The physical properties of fluorinated organic compounds are in many cases very different to those observed for nonfluorinated molecules. In a very simple way, the majority of these changes can be rationalized by the atomic properties of the fluorine atom. For example, it has a high ionization potential and a low polarizability, which consequently leads to very weak interactions between perfluorinated moieties. Due to the electronegativity of fluorine, $\ce{C-F}$ bonds are always strongly polarized; nevertheless, perfluorocarbons belong to the most nonpolar compounds known. This is explained by the fact, that the dipole moments in a perfluorocarbon molecule cancel each other. Consequently, partly fluorinated compounds can have a significant polar character. Overall, the physical properties of hydrofluorocarbons are often very different from those of both, perfluorocarbons and hydrocarbons. Finally, the properties of fluoroorganic compounds are also determined by the excellent match of the corresponding $\mathrm{2s}$ and $\mathrm{2p}$ orbitals of carbon and fluorine.

Since fluorine is a larger substituent than hydrogen, the structural behavior of perfluorocarbons differs from that of their nonfluorinated analogues. Typically, linear hydrocarbons adapt a linear zig-zag conformation, which is not the case for the corresponding perfluorocarbons. The steric repulsion of fluorine substituents in relative 1,3-positions renders a zig-zag conformation very unfavorable, so that nonbranched perfluorocarbons have a helical structure. Expectedly, helical chains are less flexible than zig-zag conformations, so that perfluorocarbon molecules occur as rigid rods.

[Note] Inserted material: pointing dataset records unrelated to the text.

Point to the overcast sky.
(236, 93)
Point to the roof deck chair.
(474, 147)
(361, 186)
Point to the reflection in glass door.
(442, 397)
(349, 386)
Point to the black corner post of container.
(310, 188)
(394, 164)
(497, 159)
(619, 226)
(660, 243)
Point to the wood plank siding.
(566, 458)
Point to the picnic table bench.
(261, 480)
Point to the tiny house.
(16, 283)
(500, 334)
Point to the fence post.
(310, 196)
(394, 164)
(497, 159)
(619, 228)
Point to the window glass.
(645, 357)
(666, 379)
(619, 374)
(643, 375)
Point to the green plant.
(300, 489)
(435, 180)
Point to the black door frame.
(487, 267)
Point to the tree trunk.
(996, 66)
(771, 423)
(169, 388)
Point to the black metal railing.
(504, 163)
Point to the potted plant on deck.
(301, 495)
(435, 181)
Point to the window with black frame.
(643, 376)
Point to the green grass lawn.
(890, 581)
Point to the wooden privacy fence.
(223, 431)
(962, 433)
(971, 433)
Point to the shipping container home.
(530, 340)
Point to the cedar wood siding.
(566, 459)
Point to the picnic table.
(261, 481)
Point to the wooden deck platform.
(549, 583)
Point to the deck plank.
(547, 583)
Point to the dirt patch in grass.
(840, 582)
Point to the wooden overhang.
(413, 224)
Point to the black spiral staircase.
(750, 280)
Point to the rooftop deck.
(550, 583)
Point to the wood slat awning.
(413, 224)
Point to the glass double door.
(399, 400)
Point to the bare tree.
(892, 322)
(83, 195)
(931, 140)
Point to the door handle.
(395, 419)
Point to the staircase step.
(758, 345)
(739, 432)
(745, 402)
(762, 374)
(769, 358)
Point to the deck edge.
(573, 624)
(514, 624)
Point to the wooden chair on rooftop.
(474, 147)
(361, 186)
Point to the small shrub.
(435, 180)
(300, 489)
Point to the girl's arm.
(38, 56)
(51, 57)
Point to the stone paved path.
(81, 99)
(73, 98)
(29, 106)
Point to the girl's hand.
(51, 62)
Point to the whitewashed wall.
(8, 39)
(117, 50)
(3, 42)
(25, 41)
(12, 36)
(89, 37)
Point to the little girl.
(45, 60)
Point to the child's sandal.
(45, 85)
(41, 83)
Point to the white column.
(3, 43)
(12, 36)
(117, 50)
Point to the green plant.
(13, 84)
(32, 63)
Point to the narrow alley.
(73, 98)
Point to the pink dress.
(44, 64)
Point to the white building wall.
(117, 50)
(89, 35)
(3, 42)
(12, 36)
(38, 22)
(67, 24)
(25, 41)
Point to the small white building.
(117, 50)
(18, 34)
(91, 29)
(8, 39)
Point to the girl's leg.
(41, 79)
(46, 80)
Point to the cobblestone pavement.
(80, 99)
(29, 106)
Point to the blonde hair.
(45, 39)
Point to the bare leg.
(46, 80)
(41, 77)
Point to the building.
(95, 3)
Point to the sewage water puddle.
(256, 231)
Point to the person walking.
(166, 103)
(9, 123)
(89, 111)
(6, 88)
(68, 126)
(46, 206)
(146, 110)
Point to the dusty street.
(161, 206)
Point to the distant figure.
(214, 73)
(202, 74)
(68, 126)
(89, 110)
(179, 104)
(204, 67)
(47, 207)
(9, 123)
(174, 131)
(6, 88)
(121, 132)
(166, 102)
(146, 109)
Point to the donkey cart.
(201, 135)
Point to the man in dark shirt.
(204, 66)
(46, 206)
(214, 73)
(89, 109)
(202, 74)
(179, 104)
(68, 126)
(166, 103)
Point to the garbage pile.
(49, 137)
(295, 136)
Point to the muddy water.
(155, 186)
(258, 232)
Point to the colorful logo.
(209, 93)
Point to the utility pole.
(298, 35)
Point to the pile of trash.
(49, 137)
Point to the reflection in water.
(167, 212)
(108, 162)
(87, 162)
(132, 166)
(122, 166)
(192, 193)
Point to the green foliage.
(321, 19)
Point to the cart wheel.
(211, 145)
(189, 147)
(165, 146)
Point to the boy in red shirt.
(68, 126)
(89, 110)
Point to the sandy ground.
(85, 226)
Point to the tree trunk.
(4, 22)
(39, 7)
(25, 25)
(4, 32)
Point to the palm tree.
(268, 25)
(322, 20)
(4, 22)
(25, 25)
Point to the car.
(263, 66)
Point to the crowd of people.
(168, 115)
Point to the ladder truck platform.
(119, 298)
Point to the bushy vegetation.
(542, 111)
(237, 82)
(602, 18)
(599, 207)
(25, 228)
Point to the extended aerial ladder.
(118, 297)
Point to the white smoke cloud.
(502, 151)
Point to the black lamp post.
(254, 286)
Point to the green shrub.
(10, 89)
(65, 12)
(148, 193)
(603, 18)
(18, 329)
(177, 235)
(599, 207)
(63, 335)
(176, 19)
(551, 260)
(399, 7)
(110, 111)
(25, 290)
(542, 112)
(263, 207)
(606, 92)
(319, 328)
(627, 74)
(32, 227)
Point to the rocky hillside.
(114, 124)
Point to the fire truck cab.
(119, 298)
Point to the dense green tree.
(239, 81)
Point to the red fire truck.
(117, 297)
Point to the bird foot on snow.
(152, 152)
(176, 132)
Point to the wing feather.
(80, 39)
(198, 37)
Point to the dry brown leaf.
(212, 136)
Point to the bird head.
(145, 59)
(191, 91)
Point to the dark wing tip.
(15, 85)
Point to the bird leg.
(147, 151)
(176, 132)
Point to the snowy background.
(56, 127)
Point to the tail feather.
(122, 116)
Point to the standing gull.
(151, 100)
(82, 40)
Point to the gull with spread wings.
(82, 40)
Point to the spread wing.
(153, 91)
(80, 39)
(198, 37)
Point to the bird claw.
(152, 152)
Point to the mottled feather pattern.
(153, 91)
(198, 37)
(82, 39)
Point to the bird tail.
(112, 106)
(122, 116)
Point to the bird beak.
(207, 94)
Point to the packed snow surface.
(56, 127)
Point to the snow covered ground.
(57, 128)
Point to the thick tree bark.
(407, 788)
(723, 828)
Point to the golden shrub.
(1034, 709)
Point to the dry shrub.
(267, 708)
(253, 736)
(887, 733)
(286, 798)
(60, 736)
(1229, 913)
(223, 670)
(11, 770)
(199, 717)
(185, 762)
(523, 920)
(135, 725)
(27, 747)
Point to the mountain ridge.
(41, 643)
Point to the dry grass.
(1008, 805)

I'm not sure this would answer completely your question, nevertheless, it is worth mentioning. Interesting point of view (also note that perfluoro-alkane compounds have significantly lower dielectric constants than expected, representing their low polarizability).

If you are interested in learning boiling point comparisons of perfluoro-ethers and -amines to that of hydrocarbons, it is worth reading Reference 2.

References:

  1. Axel Haupt, "Chapter 11: Fluoroorganic compounds – unusual properties and versatile applications," In Organic and Inorganic Fluorine Chemistry: Methods and Applications; Walter de Gruyter GmbH: Berlin, Germany, 2021, pp. 283-300 (DOI: https://doi.org/10.1515/9783110659337-014)(ISBN: 978-3-11-065933-7).
  2. A. A. Woolf, "Relative boiling points of fluoro-ethers, fluoroamines and other fluorocarbon derivatives to fluorocarbons," Journal of Fluorine Chemistry 1999, 94(1), 47-50 (DOI: https://doi.org/10.1016/S0022-1139(98)00336-4).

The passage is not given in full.